The guitars on ‘Human Performance’ range from a sun-flecked jangle on the carefree bliss of ‘Outside’; to the jerky strut of ‘I was just here’ and ‘One man no city’; to the country twang of ‘Berlin got Blurry’. The aforementioned ‘I was just here’ describes the tortuous mundanity of everyday life before erupting into a punk blowout harking back to their birth in the gritty New York underground. Despite sharing the similar jerky, uptight guitars, ‘One man no city’ is a completely different animal, as a funky bass groove accompanies tribal bongos before flowing into a thick sea of hazy psychedelia.
Parquet Courts punk roots shine throughout ‘Human Performance’, never more so than on ‘Two dead cops’ as urgent drums and a droning bass brawl with the unrelenting manic guitar riff, while the title track boasts a semi-raucous chorus against a meandering bassline.
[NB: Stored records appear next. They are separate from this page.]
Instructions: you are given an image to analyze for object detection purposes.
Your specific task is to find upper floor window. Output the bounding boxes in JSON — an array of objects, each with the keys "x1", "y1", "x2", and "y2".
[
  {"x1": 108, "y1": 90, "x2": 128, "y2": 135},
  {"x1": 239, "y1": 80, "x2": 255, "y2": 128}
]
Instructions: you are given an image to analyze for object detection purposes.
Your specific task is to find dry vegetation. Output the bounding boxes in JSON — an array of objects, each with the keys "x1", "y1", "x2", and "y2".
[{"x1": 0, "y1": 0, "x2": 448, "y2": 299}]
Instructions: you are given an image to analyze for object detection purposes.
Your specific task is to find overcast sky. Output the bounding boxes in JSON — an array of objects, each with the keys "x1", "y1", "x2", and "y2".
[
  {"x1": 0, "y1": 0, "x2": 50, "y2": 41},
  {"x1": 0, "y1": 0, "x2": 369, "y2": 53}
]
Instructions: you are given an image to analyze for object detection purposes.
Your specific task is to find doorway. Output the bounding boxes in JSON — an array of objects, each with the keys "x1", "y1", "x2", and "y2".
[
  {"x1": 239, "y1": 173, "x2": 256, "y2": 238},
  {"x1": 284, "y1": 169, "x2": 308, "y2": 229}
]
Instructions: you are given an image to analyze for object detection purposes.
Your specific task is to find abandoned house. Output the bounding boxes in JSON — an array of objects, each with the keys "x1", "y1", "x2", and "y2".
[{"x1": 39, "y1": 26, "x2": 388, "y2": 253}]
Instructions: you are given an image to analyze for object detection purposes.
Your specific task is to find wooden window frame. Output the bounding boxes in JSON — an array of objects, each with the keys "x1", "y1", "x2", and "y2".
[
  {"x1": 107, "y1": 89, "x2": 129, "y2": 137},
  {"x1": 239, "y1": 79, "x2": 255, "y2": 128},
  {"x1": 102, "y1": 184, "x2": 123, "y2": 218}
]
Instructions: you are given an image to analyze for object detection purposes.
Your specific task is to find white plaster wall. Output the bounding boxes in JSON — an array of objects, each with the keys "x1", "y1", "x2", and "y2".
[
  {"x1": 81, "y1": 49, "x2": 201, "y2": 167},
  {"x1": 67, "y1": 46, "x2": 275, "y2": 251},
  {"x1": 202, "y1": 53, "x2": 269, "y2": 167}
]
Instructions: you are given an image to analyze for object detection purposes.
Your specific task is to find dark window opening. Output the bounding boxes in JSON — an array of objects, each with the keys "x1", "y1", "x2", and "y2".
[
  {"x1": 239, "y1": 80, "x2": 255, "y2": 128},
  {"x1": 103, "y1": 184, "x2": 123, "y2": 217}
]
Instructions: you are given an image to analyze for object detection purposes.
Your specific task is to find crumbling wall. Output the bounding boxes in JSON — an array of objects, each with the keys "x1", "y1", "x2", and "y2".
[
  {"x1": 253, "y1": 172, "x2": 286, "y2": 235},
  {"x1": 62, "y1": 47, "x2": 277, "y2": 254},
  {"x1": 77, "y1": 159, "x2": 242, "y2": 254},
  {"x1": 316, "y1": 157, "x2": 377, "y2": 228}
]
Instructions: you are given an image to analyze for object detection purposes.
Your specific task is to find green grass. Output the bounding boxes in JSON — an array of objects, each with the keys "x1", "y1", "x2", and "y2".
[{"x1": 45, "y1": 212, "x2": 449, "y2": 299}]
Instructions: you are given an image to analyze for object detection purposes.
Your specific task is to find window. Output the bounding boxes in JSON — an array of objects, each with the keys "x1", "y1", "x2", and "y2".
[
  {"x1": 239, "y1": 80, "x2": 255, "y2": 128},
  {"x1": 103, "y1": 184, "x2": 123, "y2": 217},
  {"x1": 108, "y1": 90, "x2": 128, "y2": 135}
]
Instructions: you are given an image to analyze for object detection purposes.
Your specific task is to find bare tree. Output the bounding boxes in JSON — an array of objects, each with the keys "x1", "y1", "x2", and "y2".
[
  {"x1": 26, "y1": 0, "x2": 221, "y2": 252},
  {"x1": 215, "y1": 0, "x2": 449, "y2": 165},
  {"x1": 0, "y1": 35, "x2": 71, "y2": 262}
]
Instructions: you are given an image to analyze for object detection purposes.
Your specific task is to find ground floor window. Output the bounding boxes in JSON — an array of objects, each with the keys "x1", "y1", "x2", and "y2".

The band show a real penchant for unpredictability, deployed in the breakneck tempo changes on ‘Paraphrased’; and whilst they can churn out energetic fun tunes like the fantastic ‘Berlin got blurry’, they can equally throw out a sucker punch, like sleepy album closer ‘It’s gonna happen’.
Parquet Courts’ disdain for the dull greyscale of everyday life is channelled into glorious melodies and scathing cynicism on ‘Human Performance’, reaffirming their status as one of modern guitar music’s brightest sparks.